Prospective buyers venturing into business acquisitions must exercise diligence in confirming the accuracy of presented numbers. Relying solely on profit and loss statements can prove inadequate; verification extends to inspecting genuine bank records to affirm the presence of authentic revenue. This audit should extend further to trace the revenue back to its origins, thereby confirming its alignment with genuine sales transactions. It has been observed that the bank accounts displayed to potential buyers sometimes bear no relevance to the business at hand; rather, they could pertain to an unrelated enterprise or even serve as receptacles for interest earnings from another account. Vigilant assessment is warranted to ensure monetary exchanges are rooted in genuine business operations.
Wire Transfer Fraud
Lastly, counterfeit transfer fraud is a notable concern within the current climate. Organizations and individuals engaged in wire transfers, ACH payments, or check payments must exercise caution to validate recipients. Fraudsters employ tactics to deceive companies and individuals into redirecting payments to erroneous parties. Often, accounts payable departments receive invoices that seemingly originate from legitimate sources. Yet, these messages request transfers to falsified bank accounts. Through means like hacking emails or mining social media data, scammers fabricate counterfeit invoices resembling transactions with established companies. As a result, funds intended for legitimate transactions land in the wrong hands, leaving both the deceived entity and the rightful recipient in a quandary.

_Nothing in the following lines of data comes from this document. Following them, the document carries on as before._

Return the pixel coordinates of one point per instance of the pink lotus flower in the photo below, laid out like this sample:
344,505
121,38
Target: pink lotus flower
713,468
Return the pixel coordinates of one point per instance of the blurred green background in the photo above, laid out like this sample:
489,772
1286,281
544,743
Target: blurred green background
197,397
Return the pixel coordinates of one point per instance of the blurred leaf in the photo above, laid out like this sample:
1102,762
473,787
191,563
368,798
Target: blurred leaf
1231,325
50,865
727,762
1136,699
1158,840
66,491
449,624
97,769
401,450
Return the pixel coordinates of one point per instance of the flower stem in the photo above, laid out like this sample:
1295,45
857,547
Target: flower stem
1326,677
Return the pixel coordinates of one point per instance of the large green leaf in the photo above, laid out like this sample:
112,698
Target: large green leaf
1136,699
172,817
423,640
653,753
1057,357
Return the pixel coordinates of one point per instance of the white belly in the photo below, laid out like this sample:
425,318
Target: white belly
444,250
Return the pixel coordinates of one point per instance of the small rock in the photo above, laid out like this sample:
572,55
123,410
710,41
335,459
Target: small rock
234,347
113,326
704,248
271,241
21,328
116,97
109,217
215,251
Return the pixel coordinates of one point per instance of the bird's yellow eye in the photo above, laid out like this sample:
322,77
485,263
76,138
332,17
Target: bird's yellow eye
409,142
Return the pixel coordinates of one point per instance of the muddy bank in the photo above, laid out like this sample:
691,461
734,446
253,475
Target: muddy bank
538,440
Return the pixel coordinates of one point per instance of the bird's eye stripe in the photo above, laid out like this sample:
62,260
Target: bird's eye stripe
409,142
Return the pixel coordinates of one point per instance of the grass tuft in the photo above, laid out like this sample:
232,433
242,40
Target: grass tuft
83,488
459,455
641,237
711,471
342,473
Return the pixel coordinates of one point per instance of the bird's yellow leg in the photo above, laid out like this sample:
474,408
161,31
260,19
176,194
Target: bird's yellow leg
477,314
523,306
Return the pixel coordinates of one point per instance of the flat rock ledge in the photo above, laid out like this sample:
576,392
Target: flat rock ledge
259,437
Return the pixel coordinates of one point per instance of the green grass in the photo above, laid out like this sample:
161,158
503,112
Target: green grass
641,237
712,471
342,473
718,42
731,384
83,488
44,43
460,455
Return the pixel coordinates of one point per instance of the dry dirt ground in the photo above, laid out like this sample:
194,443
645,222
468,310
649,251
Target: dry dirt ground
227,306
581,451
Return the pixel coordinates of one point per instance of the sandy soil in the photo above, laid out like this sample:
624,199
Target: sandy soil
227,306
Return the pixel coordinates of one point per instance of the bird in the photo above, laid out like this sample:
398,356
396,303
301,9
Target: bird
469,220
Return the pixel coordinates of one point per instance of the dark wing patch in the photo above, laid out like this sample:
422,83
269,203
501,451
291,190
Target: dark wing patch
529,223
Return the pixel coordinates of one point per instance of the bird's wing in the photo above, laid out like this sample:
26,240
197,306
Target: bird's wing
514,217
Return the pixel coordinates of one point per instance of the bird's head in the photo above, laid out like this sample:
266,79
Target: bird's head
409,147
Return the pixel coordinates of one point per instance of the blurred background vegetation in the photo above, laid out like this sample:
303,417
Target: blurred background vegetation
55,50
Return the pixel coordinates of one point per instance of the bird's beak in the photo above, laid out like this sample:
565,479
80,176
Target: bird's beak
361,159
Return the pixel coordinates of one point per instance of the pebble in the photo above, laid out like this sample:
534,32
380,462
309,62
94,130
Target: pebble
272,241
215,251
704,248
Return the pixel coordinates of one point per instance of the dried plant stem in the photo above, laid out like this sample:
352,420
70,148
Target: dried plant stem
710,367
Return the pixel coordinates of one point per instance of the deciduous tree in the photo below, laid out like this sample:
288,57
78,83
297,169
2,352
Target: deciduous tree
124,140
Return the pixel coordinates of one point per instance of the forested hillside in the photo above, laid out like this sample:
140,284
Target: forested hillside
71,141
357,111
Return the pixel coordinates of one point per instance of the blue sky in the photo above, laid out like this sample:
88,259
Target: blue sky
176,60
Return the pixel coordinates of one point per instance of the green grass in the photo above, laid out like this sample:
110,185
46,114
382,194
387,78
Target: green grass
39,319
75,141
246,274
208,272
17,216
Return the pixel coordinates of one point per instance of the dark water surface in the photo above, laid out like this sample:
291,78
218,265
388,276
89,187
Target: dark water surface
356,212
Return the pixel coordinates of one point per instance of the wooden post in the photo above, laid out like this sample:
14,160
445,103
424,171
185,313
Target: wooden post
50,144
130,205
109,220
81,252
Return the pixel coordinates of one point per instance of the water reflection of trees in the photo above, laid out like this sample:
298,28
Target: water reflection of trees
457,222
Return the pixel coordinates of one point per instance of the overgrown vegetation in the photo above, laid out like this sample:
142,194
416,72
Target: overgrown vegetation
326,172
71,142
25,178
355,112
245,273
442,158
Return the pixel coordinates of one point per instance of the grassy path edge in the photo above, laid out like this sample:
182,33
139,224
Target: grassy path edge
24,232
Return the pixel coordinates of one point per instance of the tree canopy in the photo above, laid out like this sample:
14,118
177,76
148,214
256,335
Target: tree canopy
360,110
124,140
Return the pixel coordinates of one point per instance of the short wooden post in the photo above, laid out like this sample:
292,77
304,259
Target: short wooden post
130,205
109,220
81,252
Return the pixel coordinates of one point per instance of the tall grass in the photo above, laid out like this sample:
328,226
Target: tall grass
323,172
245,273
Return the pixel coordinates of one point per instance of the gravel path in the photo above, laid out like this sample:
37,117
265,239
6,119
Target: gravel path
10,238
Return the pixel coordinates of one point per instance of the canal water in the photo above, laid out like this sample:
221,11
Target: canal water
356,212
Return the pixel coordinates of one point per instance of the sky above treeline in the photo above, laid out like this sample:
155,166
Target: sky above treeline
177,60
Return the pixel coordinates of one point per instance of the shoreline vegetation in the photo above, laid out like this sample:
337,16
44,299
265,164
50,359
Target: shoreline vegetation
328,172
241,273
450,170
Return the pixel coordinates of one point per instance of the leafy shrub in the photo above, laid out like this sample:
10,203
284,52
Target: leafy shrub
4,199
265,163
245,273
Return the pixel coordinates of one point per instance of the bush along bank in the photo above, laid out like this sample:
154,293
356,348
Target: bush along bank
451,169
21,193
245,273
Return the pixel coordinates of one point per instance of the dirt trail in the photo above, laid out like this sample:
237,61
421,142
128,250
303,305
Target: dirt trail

In conclusion, the landscape of scams and frauds in 2023 is diverse and increasingly complex. Awareness and vigilance are paramount, whether safeguarding personal interests or upholding the integrity of a business venture. By remaining astute to evolving fraud tactics and employing proactive measures, individuals and companies can better insulate themselves against potential losses that could hinder their pursuits and aspirations.